Tax Cuts for Kids
The link above takes you to the Townhall Column written by Senator Thompsom. I've put the entire column on this site, but the link includes the comments section. Comments posted by people who I assume are ordinary citizens, just like me.
Some of these comments are interesting in the fact that the people posting them seem to have some twisted view of Senator Thompson's credentials, his morals and his history.
One of the reasons I keep ringing the bell about the Bush tax cuts is that they’ve been so good for our country in so many ways. Letting them expire would amount to a tax hike of historic proportions -- a tax hike that would take a higher share of our total economy than any year but one since the end of World War II.
Prosperity is a wonderful thing in many ways. When societies have strong economies, people voluntarily take care of all kinds of problems, and the quality of life improves for everybody. This may be particularly true for children. Look around the world and you see healthy, growing economies have cleaner environments and better educational systems. The wealthier a society is, the better its children are in terms of nutrition, health care and even crime.
The Wall Street Journal recently ran a story about an article in the Journal of Social Issues. It documents the drop in the rates of crime against children from the early 1990s. Let me give you just a few examples.
Since 1993, according to Justice Department statistics, the juvenile homicide rate was cut in half. For kids between the ages of 14 and 17, the reduction was even greater. The National Child Abuse and Neglect Data System shows child abuse declined by 43 percent and childhood sexual abuse by almost half. Sexual assaults against adolescents dropped by more than two thirds and aggravated assaults by almost 75 percent.

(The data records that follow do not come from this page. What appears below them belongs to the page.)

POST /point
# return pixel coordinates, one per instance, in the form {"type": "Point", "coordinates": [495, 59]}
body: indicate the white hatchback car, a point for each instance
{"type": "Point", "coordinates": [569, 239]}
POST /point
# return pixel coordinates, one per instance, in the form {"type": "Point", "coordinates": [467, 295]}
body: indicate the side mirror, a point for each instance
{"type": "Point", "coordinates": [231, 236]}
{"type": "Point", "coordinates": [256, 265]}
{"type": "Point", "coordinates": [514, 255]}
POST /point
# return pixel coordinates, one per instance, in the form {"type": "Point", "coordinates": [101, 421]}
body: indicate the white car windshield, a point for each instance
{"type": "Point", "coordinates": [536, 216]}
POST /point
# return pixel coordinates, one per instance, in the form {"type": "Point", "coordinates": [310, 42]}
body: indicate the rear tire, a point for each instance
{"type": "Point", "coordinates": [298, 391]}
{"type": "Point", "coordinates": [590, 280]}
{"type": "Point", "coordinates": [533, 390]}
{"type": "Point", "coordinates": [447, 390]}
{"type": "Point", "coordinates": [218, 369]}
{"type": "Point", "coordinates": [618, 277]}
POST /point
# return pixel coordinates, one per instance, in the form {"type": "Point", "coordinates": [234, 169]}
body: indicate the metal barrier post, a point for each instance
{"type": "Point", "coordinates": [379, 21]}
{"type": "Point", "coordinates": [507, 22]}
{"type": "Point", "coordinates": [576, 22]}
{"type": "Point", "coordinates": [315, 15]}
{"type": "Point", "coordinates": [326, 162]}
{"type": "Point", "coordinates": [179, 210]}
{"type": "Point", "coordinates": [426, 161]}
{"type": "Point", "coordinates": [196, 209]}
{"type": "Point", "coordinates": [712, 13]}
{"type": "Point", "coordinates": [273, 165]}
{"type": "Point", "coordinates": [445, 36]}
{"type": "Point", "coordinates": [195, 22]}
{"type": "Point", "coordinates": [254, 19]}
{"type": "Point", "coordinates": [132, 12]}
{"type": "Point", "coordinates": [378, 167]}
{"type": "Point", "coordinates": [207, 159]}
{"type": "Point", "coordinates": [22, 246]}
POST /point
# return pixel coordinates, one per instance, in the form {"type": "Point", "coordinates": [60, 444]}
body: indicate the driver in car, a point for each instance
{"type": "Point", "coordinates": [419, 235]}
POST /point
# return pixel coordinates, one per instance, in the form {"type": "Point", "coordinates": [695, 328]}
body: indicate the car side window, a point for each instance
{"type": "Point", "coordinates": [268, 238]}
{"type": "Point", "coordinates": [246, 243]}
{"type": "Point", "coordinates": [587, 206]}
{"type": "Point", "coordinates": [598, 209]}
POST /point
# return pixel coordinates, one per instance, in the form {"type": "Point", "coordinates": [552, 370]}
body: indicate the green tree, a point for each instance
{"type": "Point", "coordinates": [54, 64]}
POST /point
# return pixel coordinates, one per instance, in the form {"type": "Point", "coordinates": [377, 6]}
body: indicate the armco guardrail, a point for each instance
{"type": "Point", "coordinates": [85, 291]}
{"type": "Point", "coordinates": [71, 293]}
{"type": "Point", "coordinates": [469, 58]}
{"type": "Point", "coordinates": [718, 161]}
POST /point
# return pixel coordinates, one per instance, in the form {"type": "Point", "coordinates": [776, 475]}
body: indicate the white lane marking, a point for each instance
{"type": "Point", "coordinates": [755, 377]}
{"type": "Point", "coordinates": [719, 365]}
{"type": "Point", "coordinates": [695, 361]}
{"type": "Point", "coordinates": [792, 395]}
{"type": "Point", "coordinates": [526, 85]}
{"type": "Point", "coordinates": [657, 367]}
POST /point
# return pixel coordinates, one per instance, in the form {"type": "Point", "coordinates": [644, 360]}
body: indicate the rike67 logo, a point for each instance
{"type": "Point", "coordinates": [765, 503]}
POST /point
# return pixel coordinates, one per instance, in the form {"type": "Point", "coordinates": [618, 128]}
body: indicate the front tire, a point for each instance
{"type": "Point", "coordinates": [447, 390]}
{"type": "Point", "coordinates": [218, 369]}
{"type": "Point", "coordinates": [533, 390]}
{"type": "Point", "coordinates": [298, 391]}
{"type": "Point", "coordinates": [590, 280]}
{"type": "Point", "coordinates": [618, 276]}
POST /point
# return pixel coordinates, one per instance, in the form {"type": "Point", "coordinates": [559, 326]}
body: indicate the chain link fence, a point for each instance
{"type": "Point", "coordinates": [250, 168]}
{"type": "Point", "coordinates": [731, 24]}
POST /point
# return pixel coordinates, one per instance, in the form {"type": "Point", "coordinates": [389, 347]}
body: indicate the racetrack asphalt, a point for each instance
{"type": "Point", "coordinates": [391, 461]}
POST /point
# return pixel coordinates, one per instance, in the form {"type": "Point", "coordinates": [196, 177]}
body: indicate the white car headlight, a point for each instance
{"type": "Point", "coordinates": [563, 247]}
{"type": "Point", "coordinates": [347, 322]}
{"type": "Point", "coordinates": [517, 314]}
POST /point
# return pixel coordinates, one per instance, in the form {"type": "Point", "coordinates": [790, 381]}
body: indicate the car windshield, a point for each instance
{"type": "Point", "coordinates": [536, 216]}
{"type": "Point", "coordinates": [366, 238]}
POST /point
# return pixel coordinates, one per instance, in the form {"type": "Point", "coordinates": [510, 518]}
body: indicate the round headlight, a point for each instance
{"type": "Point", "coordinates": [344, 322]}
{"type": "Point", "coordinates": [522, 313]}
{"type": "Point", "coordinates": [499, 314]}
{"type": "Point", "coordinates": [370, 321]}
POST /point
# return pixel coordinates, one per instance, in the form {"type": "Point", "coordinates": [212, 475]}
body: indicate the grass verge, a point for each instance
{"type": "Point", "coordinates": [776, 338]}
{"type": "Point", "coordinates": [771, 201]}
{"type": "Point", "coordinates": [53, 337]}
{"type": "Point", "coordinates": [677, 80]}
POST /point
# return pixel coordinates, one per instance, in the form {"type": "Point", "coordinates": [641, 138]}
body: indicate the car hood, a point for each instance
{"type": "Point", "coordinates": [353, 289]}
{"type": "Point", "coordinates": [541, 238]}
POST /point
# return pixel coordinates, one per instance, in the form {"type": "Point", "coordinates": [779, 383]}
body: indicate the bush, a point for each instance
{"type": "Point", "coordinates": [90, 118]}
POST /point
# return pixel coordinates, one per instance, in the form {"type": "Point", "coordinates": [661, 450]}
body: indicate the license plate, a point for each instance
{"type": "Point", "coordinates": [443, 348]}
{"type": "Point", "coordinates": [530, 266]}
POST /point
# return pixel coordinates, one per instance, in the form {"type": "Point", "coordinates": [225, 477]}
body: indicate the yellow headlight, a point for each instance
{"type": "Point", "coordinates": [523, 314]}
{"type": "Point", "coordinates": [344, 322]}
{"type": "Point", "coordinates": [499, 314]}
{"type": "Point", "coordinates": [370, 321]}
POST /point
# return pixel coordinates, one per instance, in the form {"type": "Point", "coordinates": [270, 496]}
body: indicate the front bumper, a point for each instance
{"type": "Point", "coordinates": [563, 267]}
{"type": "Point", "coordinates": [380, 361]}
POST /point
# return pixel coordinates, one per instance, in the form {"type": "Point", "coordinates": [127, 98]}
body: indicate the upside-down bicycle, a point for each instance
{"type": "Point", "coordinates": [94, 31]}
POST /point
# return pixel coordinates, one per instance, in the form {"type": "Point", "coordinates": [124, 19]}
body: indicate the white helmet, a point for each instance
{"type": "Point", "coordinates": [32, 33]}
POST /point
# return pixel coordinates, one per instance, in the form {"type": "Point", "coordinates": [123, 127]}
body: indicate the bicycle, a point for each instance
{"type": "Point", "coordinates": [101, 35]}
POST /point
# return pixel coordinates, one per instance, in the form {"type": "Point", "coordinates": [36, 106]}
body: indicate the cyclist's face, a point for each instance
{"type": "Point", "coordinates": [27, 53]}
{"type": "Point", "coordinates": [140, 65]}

This is dramatically good news, especially for children and their parents. And the reasons behind these improvements in the lives of American children are linked to economic growth. With increased revenues on a state and local level, more police were hired. Financially healthy families took their children to doctors more often, who were more likely to prescribe medications and other treatments. The study even pointed out that increased financial health reduces family tensions and produces happier children -- less prone to problem behaviors.
The irony is that we got these improvements in our children’s lives from a strong economy driven by tax cuts. Now we're being told that tax cuts have to end, so that the government can tax us and spend the money on programs to accomplish what Americans already did for themselves. And they did it far better than any bureaucracy ever could.